For reasons unknown, it’s frowned upon for someone to call the first day of acquiring someone’s phone number. Evidently, there’s an unwritten rule which states that calling too soon will make one appear “thirsty” (eager beyond normalcy) and furthermore suggests waiting 1-2 days before reaching out. This way of thinking may be appropriate for juveniles, however, in terms of an adult it’s absolutely ridiculous.

Consensus: If you’re thinking of someone or wish to speak with them, call/text them. All of the additional thinking and concern over the perception the other party will have is irrelevant. As an adult, we have the grand luxury of doing what we want, when we want. Not to mention, the other party may frown upon your over-analyzing method and view you as immature for thinking such things. You’ll be more respected for taking initiative and doing what you choose when you choose to.

9.) How important is physical appearance?

Obviously, the very first thing one notices about someone is their physical attributes. Unless a friend is setting you up on a blind date, appearance is the first impression made on one another. Clothing, grooming, hygiene, physique, are all areas that are immediately critiqued and evaluated.

Consensus: Physical appearance is important depending on your standards. Everyone’s standards aren’t the same so what it come down to is what one is searching for. Obviously, bad hygiene would be a deal breaker for most people but disqualifying someone because they’re too big or too small may prove foolish as that may have been Mr./Ms. Perfect. A concept that one must grasp is that the cutest/prettiest face may treat you terribly compared to the average looking man/woman aside from them. Same goes for body size, complexion and style of clothing. For example, one may favor a petite, cute, well dressed woman but the thick, average looking, JC Penny’s dressed woman you ignored would’ve given you the world. Food for thought.

10.) I make more money than him, does that matter? (women only)

Long ago, men were the “bread winners” of the household. Today, women likely own the household. It doesn’t suggest that women are more superior than men nor does it suggest the opposite. It simply suggests that women have the same capabilities as men. What was once a slanted relationship is now defined as a partnership. All indicating an equal stature. However, there’ve been an increasingly rising number of women preferring “pampering” and being “taken care of” versus women willing to do the work. This has been, and will likely continue to be, a great debate.

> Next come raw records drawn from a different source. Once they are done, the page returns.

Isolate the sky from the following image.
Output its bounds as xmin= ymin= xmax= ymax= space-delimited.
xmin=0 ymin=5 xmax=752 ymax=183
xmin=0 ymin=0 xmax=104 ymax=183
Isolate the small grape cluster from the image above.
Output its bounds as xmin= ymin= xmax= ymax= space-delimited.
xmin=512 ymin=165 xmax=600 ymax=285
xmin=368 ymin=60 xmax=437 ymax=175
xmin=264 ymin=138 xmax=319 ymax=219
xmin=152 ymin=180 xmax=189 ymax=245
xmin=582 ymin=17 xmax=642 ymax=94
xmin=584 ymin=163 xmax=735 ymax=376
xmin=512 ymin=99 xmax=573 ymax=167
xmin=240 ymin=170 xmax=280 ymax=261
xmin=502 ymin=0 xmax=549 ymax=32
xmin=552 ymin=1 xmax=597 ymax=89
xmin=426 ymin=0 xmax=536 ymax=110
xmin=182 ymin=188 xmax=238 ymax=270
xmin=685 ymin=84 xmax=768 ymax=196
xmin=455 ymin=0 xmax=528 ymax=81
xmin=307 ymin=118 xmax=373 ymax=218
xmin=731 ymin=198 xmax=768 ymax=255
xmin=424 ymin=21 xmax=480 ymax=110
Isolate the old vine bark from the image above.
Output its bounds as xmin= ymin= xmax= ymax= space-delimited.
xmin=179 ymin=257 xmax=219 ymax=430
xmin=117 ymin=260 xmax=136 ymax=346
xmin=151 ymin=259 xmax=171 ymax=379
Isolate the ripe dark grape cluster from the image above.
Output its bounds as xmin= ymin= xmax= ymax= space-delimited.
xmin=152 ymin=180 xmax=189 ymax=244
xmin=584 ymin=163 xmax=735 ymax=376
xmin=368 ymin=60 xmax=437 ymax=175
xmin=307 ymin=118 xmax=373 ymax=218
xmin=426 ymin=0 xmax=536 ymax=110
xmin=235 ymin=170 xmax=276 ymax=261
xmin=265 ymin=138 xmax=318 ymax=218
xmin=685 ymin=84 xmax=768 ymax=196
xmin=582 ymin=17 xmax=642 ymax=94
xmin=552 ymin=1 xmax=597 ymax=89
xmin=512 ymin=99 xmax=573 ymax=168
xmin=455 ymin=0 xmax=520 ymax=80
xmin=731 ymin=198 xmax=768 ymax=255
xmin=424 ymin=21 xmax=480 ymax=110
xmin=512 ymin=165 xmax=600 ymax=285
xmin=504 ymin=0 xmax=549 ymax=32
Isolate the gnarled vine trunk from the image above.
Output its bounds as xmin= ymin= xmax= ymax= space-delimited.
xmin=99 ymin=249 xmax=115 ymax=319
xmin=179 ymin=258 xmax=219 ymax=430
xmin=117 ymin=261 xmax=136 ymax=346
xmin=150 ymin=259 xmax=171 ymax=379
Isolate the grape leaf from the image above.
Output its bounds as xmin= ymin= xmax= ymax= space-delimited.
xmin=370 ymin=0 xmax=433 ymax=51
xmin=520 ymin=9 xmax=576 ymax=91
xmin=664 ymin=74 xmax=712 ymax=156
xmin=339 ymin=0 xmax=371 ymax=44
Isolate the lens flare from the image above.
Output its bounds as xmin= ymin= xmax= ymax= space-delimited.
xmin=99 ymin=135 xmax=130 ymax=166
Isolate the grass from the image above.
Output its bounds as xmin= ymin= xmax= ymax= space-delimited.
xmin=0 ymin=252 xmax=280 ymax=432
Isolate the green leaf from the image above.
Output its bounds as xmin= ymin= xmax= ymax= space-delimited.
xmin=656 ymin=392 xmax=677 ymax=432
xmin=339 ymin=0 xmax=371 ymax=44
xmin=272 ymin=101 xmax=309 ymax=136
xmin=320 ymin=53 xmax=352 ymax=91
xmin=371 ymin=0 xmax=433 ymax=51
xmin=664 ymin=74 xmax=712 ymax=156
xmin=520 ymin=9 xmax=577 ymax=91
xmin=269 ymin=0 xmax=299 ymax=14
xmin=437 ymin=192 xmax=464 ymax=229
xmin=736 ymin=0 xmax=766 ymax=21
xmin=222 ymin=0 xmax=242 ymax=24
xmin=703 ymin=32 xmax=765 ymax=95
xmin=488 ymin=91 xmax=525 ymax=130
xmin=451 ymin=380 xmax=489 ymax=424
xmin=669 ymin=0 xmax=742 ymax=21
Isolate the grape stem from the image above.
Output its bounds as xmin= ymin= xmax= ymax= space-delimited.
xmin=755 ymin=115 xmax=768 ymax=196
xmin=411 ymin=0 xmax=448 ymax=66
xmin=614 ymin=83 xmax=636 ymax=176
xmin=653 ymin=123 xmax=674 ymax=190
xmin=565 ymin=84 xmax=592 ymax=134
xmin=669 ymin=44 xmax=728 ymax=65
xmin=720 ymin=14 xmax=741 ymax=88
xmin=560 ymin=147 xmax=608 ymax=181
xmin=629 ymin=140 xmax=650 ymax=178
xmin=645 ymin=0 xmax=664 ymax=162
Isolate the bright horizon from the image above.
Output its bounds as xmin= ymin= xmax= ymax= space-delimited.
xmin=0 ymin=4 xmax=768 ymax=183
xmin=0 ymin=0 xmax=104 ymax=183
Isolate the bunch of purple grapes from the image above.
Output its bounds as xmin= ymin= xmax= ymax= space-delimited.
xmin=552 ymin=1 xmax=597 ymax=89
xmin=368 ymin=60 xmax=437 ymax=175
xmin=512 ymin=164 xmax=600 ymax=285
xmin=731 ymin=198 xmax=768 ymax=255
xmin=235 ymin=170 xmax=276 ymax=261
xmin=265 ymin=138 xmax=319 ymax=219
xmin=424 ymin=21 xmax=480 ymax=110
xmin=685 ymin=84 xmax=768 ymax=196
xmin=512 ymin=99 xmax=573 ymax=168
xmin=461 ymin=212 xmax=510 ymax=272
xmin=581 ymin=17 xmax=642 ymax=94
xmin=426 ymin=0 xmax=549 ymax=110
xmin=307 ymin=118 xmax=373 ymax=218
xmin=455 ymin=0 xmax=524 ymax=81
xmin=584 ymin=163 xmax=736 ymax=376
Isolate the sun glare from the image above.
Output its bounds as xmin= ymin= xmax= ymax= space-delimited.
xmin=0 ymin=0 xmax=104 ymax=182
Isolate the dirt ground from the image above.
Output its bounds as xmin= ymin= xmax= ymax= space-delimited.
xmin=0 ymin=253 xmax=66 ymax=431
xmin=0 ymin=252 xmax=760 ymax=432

Consensus: All depends on the woman. Nowadays men and women may bring home the same salary. But, just because a woman brings home slightly more should make no difference. What does make a difference is whether or not both are managing their finances wisely, if living under the same household. Yes, a man usually takes the lead, as he should. However, there’s absolutely nothing wrong with both of you taking the lead, or even alternating. After all, you’re both equals, right?